‘Very exciting’: Alberta team develops rapid test for syphilis


Researchers at the University of Alberta are celebrating a major advancement in the detection of one of the most contagious sexually transmitted infections.

Health Canada has approved a new rapid syphilis test which is now being used in Alberta.

Traditional testing takes seven to 10 days but the new finger-prick blood test takes 15 minutes. It’s the first of its kind in Canada.

“What this test allows us to do is to do the test and offer treatment at the same visit. So that’s very exciting and it means we don’t lose people to a follow up appointment,” explained principal investigator Ameeta Singh.

Singh said that 20 per cent of patients who were tested before didn’t come back for the results.

The clinical trial screened 1,500 people at a local correctional facility, two emergency departments and at a local STI clinic.

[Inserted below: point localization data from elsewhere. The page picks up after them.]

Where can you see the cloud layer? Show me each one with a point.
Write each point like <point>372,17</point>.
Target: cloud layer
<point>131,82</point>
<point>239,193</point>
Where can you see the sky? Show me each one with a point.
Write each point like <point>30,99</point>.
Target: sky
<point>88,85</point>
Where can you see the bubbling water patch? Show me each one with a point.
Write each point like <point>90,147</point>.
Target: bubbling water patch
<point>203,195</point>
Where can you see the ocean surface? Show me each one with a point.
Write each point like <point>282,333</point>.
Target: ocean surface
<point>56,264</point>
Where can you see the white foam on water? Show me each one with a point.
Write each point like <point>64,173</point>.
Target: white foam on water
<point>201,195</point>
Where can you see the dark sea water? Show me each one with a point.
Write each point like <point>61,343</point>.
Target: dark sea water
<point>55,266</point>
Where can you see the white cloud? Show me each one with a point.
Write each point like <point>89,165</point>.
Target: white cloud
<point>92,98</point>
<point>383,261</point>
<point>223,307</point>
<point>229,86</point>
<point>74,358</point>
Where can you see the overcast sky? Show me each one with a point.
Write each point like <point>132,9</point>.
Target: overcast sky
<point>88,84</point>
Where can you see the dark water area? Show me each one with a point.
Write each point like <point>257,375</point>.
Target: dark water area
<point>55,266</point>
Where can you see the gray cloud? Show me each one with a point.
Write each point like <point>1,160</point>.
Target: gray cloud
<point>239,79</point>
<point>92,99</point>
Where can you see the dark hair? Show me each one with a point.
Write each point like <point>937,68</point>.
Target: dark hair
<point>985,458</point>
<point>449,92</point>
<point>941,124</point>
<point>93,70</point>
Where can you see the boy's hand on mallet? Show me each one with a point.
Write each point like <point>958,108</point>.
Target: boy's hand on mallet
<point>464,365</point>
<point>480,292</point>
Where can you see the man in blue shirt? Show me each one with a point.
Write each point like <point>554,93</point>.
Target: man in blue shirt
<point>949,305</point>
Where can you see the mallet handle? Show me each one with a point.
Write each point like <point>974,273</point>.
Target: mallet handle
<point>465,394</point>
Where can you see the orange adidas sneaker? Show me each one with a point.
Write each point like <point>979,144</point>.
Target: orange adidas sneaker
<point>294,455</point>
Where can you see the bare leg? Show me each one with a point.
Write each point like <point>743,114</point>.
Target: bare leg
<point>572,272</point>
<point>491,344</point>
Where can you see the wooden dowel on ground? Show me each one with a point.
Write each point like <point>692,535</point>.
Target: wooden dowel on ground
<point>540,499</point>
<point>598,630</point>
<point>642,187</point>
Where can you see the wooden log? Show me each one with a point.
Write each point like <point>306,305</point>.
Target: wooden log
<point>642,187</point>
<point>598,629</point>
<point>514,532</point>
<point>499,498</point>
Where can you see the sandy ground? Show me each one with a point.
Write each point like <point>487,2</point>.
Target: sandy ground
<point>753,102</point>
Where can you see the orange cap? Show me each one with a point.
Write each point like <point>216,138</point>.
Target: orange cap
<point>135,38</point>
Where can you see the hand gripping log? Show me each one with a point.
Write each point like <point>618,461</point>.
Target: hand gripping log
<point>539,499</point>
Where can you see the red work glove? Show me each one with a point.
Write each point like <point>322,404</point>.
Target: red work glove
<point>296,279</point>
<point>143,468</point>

Researchers say the results are accurate more than 90 per cent of the time.

Alberta declared a syphilis outbreak in 2019 after recording levels not seen since the 1940s.

“We’ve seen cases across all age groups, all genders, all ethnicities. So basically, anyone having sex outside of a mutually exclusive relationship is at risk of getting syphilis,” Singh said.

Symptoms of syphilis include genital sores, vision and hearing loss, heart attack and dementia, depending on how long it is left untreated. It can be cured with penicillin.

The tests also screen for HIV, technology that has been used in Canada before.